Study Highlights Risks to Coastal Livelihoods

India is among the world's largest marine fish producers, and sardines constitute a major portion of the country's catch. Thousands of coastal households depend on sardine fishing for their livelihoods. The study, led by IITM scientist Vinu Valsala, has been published in the journal Ecological Modelling and marks the first model of its kind developed for the Indian coast. Other contributors include Inakonda Veera Ganga Bhavani and Faseela Hamza.

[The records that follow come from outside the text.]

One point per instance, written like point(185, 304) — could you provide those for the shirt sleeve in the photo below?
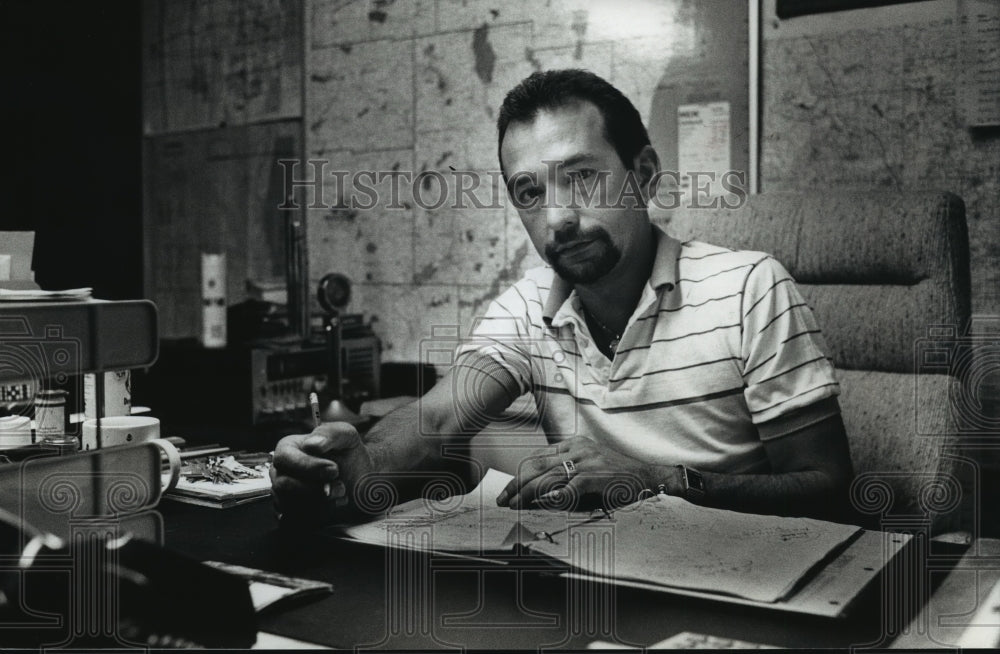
point(500, 342)
point(785, 367)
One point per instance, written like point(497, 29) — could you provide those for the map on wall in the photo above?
point(212, 63)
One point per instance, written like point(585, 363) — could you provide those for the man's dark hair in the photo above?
point(552, 89)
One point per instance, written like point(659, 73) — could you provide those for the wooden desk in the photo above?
point(393, 599)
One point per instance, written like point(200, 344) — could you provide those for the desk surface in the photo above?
point(398, 599)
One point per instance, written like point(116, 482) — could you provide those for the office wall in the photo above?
point(870, 99)
point(860, 99)
point(415, 86)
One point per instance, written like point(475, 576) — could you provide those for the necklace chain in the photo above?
point(615, 336)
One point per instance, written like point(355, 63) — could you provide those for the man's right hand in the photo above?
point(313, 475)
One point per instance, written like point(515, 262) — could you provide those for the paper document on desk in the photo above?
point(668, 541)
point(662, 540)
point(470, 523)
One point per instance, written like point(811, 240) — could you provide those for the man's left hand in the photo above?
point(594, 477)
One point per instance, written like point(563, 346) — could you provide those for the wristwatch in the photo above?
point(693, 484)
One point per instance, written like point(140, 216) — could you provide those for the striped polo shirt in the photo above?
point(720, 349)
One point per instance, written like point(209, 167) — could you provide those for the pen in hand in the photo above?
point(317, 421)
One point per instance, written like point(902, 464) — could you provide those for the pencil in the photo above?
point(317, 421)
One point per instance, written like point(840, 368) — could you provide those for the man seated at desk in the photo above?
point(682, 368)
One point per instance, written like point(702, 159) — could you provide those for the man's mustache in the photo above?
point(572, 235)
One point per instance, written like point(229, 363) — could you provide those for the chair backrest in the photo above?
point(884, 273)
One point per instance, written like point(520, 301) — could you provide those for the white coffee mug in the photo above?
point(15, 431)
point(120, 430)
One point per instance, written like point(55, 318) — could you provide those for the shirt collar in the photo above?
point(664, 273)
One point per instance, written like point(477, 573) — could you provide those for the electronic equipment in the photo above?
point(281, 377)
point(216, 394)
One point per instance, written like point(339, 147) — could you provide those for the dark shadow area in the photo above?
point(72, 135)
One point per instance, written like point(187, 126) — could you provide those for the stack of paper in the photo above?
point(37, 295)
point(663, 541)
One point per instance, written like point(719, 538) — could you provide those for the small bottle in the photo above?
point(50, 421)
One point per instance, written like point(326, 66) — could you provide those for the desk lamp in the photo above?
point(333, 294)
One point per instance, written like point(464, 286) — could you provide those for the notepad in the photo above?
point(664, 541)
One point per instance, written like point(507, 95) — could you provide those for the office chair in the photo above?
point(887, 276)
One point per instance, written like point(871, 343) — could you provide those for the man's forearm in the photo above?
point(397, 444)
point(811, 493)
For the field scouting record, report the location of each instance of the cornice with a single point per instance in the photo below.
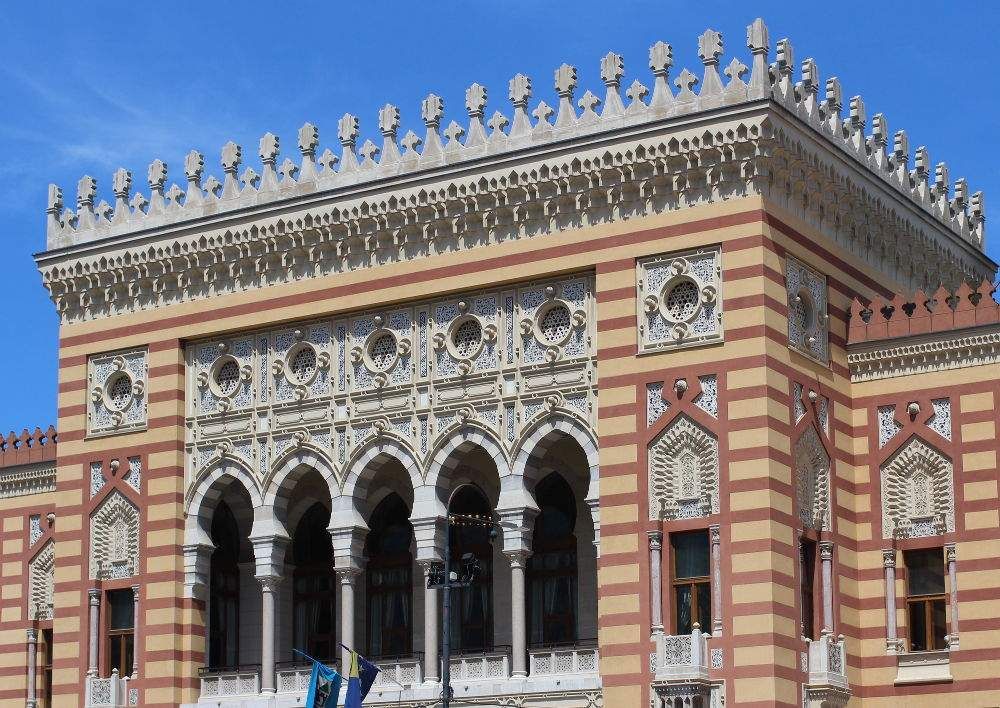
(939, 351)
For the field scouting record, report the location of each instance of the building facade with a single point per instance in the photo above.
(661, 339)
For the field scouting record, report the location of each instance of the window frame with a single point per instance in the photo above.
(693, 582)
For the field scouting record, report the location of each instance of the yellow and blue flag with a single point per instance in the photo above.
(324, 687)
(360, 677)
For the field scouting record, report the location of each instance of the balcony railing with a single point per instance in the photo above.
(110, 692)
(556, 661)
(230, 681)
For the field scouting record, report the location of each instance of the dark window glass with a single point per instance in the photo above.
(691, 581)
(389, 579)
(925, 599)
(808, 571)
(224, 591)
(313, 599)
(121, 615)
(552, 570)
(472, 607)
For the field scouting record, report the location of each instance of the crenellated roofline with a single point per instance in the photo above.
(767, 136)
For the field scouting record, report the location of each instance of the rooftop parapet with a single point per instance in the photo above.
(921, 314)
(27, 448)
(886, 155)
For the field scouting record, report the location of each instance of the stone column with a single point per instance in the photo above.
(95, 613)
(889, 564)
(826, 559)
(135, 632)
(655, 581)
(519, 615)
(431, 630)
(715, 536)
(32, 701)
(950, 556)
(268, 590)
(348, 578)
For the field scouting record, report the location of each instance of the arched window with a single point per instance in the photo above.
(224, 591)
(313, 598)
(472, 607)
(389, 579)
(552, 576)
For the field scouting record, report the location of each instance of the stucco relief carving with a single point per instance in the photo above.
(683, 472)
(679, 299)
(114, 539)
(808, 322)
(917, 492)
(41, 582)
(117, 392)
(812, 485)
(501, 358)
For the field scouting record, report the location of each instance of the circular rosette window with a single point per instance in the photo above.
(302, 363)
(381, 352)
(225, 377)
(466, 337)
(554, 323)
(118, 391)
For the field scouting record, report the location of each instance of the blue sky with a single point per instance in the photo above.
(117, 84)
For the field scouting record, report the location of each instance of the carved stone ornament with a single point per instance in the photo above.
(679, 299)
(117, 402)
(812, 481)
(918, 493)
(114, 539)
(808, 321)
(683, 472)
(41, 582)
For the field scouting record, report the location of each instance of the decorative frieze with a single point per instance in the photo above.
(683, 472)
(117, 401)
(501, 358)
(41, 583)
(679, 299)
(114, 539)
(808, 322)
(918, 494)
(812, 481)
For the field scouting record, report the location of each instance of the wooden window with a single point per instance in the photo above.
(925, 599)
(389, 579)
(691, 580)
(313, 597)
(807, 588)
(121, 623)
(552, 573)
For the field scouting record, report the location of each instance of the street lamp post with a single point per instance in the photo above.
(441, 579)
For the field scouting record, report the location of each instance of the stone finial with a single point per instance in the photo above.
(475, 100)
(661, 58)
(86, 191)
(565, 83)
(431, 110)
(710, 47)
(121, 183)
(519, 90)
(475, 104)
(758, 43)
(388, 121)
(308, 140)
(347, 130)
(612, 69)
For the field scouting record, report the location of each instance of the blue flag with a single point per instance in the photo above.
(324, 687)
(360, 677)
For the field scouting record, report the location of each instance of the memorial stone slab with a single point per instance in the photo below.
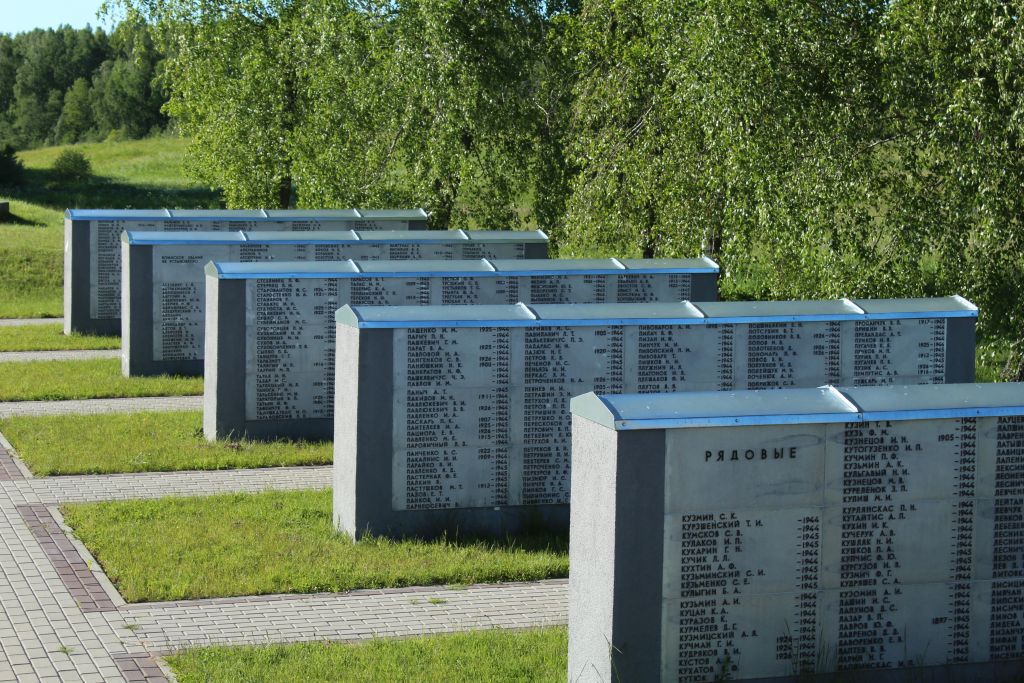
(269, 359)
(92, 247)
(460, 416)
(163, 296)
(876, 531)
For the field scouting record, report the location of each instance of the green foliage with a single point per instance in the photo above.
(484, 656)
(283, 542)
(11, 168)
(72, 165)
(143, 442)
(838, 148)
(66, 85)
(364, 103)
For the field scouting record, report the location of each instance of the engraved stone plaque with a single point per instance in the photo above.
(477, 424)
(177, 306)
(877, 538)
(92, 278)
(509, 441)
(289, 333)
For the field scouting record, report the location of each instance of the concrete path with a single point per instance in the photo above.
(346, 616)
(52, 491)
(26, 356)
(60, 619)
(15, 322)
(99, 406)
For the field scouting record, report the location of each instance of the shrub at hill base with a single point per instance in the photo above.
(72, 166)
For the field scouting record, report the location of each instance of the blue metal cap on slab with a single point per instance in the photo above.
(691, 312)
(505, 236)
(417, 267)
(780, 407)
(297, 238)
(444, 316)
(273, 269)
(245, 214)
(412, 214)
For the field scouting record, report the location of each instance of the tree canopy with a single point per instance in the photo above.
(68, 85)
(830, 148)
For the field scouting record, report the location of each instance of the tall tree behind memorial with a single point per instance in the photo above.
(424, 102)
(372, 103)
(827, 148)
(230, 71)
(725, 126)
(70, 85)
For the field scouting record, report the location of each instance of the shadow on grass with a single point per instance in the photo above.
(42, 186)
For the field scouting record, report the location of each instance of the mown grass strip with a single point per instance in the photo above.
(142, 442)
(50, 338)
(537, 654)
(283, 542)
(62, 380)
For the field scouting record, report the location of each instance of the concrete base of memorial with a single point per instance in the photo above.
(364, 463)
(855, 535)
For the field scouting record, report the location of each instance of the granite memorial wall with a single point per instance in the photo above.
(754, 535)
(460, 416)
(163, 289)
(92, 247)
(269, 357)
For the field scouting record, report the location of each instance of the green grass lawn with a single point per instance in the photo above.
(498, 655)
(255, 544)
(50, 338)
(130, 174)
(142, 442)
(62, 380)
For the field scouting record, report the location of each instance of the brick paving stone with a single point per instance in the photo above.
(61, 621)
(17, 322)
(346, 616)
(83, 354)
(99, 406)
(51, 491)
(74, 572)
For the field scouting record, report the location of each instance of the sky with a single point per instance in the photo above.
(19, 15)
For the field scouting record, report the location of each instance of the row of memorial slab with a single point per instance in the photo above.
(759, 489)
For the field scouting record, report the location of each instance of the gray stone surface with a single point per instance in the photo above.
(458, 417)
(767, 535)
(281, 317)
(162, 298)
(92, 248)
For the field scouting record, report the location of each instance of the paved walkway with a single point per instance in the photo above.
(99, 406)
(346, 616)
(60, 620)
(52, 491)
(26, 356)
(16, 322)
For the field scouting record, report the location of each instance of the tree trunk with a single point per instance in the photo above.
(285, 193)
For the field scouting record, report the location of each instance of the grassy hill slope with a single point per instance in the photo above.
(138, 174)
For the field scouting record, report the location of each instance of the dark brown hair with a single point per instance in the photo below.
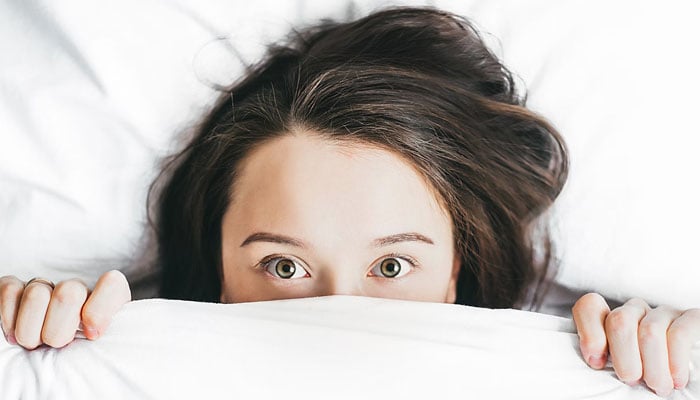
(417, 81)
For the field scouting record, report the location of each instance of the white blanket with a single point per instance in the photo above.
(333, 347)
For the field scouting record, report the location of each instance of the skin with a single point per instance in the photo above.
(303, 197)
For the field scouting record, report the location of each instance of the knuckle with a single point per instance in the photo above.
(590, 345)
(114, 277)
(70, 292)
(628, 373)
(54, 339)
(28, 343)
(677, 334)
(618, 321)
(36, 293)
(651, 332)
(92, 318)
(588, 300)
(10, 289)
(693, 313)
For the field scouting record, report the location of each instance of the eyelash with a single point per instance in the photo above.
(262, 264)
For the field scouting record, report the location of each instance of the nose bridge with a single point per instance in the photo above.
(343, 280)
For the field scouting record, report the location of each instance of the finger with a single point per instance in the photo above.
(63, 314)
(653, 347)
(110, 293)
(30, 318)
(11, 290)
(589, 314)
(683, 333)
(621, 327)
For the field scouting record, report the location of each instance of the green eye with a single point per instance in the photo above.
(394, 266)
(390, 267)
(284, 268)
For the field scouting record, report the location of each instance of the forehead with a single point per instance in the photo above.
(305, 184)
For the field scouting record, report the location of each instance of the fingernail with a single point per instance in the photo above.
(11, 339)
(596, 361)
(679, 383)
(91, 333)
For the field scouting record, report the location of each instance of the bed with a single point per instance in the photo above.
(93, 94)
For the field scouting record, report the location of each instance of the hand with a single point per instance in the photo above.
(646, 343)
(36, 314)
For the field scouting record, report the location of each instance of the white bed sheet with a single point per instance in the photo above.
(339, 347)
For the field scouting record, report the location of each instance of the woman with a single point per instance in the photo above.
(389, 156)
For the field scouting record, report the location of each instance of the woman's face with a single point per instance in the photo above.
(313, 218)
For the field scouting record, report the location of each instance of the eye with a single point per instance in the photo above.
(393, 267)
(284, 268)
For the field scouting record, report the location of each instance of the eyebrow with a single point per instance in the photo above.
(380, 242)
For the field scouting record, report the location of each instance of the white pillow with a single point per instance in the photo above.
(333, 347)
(93, 93)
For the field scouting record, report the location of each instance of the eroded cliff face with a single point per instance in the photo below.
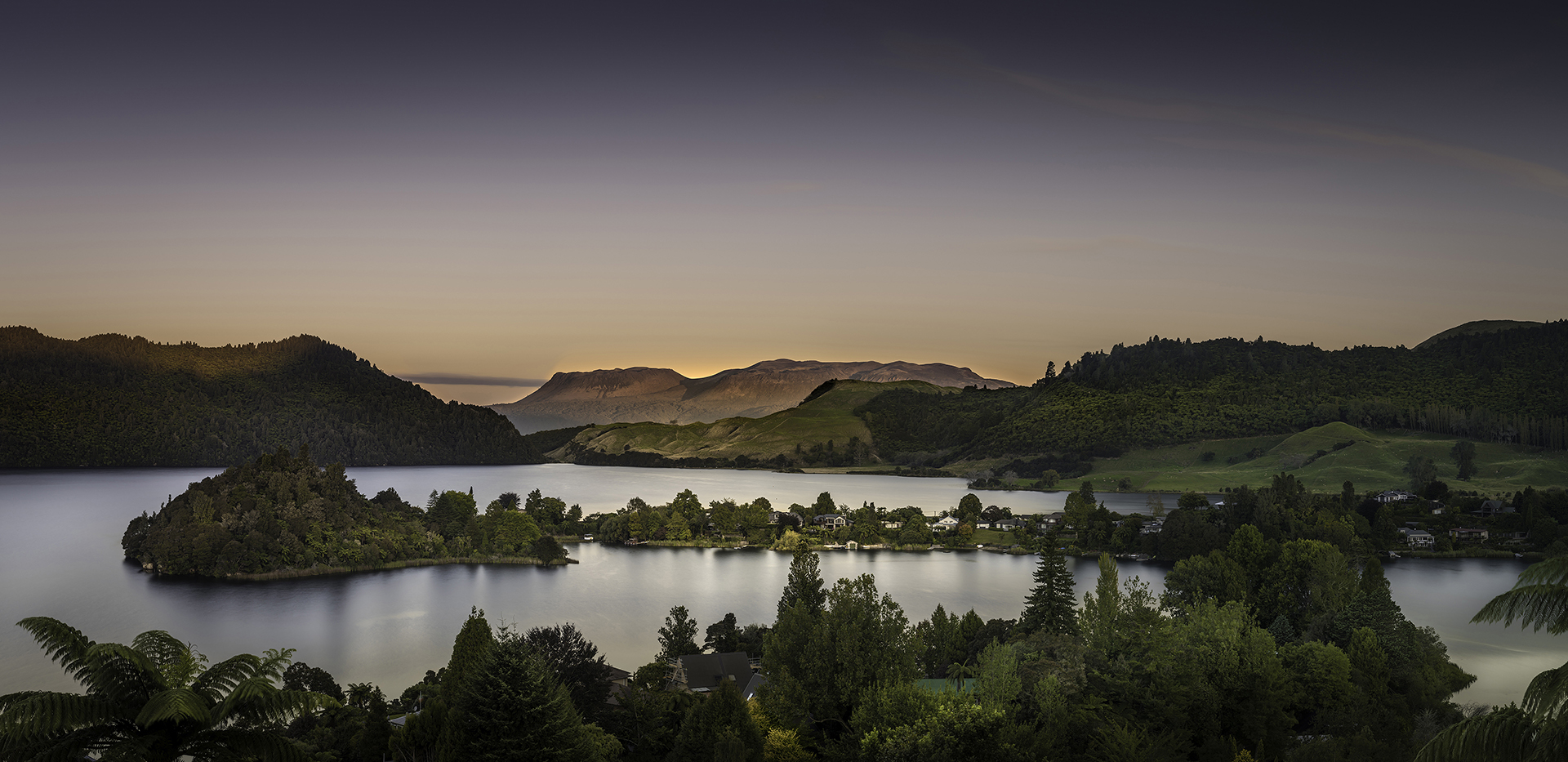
(627, 395)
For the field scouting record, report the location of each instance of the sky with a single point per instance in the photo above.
(479, 195)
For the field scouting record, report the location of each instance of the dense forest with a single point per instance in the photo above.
(1508, 386)
(286, 513)
(114, 400)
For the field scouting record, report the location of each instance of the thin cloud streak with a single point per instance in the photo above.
(954, 60)
(468, 380)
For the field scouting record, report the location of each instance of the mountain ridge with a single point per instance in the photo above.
(645, 394)
(112, 400)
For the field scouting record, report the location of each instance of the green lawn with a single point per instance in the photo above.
(1374, 461)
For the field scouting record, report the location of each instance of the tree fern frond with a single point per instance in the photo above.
(1548, 693)
(1539, 599)
(256, 743)
(274, 662)
(63, 644)
(1503, 736)
(44, 712)
(119, 673)
(158, 646)
(1551, 571)
(177, 704)
(259, 702)
(223, 676)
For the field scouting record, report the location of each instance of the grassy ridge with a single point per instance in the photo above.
(825, 419)
(1375, 460)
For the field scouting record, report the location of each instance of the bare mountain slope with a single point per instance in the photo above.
(629, 395)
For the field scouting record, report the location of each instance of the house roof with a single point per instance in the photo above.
(751, 685)
(705, 671)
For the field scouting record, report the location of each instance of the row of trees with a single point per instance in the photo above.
(283, 511)
(1118, 678)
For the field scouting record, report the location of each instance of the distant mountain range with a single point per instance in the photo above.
(1487, 381)
(627, 395)
(117, 400)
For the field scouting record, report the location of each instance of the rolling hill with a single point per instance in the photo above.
(626, 395)
(115, 400)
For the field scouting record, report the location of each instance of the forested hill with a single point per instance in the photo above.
(114, 400)
(1503, 386)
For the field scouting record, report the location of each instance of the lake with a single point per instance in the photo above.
(60, 557)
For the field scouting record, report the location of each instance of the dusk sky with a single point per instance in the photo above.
(516, 189)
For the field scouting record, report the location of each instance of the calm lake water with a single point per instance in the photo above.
(60, 557)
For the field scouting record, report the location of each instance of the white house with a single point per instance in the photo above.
(1419, 540)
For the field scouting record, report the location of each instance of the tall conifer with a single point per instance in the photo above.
(1049, 607)
(804, 582)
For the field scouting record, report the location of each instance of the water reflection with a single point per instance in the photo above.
(60, 557)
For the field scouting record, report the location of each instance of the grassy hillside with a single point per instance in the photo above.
(1374, 461)
(825, 417)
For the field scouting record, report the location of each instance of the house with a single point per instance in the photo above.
(1493, 508)
(1419, 540)
(750, 692)
(702, 673)
(786, 518)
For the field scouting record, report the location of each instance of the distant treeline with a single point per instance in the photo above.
(286, 513)
(1508, 386)
(114, 400)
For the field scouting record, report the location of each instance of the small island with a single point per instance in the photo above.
(284, 516)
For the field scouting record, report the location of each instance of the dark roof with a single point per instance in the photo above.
(751, 687)
(709, 670)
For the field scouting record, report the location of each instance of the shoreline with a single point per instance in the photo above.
(323, 571)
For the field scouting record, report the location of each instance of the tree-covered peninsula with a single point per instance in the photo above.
(126, 402)
(283, 515)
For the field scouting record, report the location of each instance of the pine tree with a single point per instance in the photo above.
(1049, 607)
(468, 651)
(719, 728)
(511, 709)
(804, 582)
(678, 637)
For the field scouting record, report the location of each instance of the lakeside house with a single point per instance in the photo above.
(1416, 538)
(702, 673)
(1493, 508)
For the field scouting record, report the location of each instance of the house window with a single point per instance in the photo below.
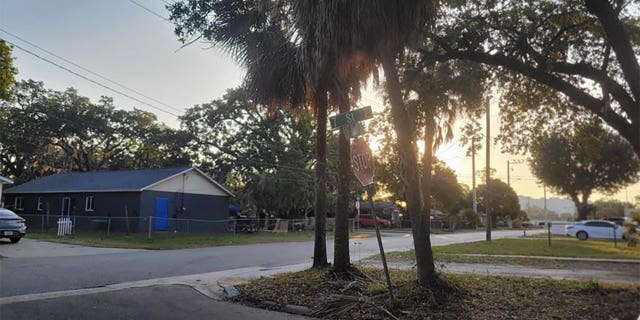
(88, 204)
(17, 203)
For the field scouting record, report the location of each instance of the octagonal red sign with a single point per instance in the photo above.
(362, 161)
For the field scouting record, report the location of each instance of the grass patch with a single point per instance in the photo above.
(166, 241)
(453, 297)
(560, 247)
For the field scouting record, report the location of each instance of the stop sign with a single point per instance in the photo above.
(362, 161)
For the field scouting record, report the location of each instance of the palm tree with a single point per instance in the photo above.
(257, 34)
(379, 31)
(344, 71)
(443, 91)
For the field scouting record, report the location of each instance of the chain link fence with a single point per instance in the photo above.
(43, 223)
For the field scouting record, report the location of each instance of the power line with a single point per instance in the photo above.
(87, 70)
(91, 80)
(149, 10)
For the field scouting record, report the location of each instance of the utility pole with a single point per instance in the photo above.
(488, 174)
(544, 191)
(508, 174)
(473, 175)
(509, 162)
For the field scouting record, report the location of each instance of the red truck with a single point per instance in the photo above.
(366, 220)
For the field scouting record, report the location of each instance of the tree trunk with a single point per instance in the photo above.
(409, 174)
(320, 244)
(427, 167)
(341, 259)
(582, 207)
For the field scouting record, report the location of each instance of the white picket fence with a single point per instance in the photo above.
(65, 226)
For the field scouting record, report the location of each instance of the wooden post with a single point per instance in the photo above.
(150, 224)
(382, 256)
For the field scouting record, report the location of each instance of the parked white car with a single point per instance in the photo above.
(597, 229)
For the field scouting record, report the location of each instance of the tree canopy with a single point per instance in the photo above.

Climate-Driven Population Model

The researchers built a climate-driven population model for the Indian oil sardine (Sardinella longiceps), named BIOFIM. When tested against actual landing data from 1965 to 2017, the model successfully reproduced real-world fluctuations in sardine catch, including a major crash between 1980 and 2000 and the subsequent recovery. Oil sardines are not only a food source but also a key link in the ocean food chain as a forage species, feeding on plankton and serving as prey for larger fish, seabirds, and marine mammals.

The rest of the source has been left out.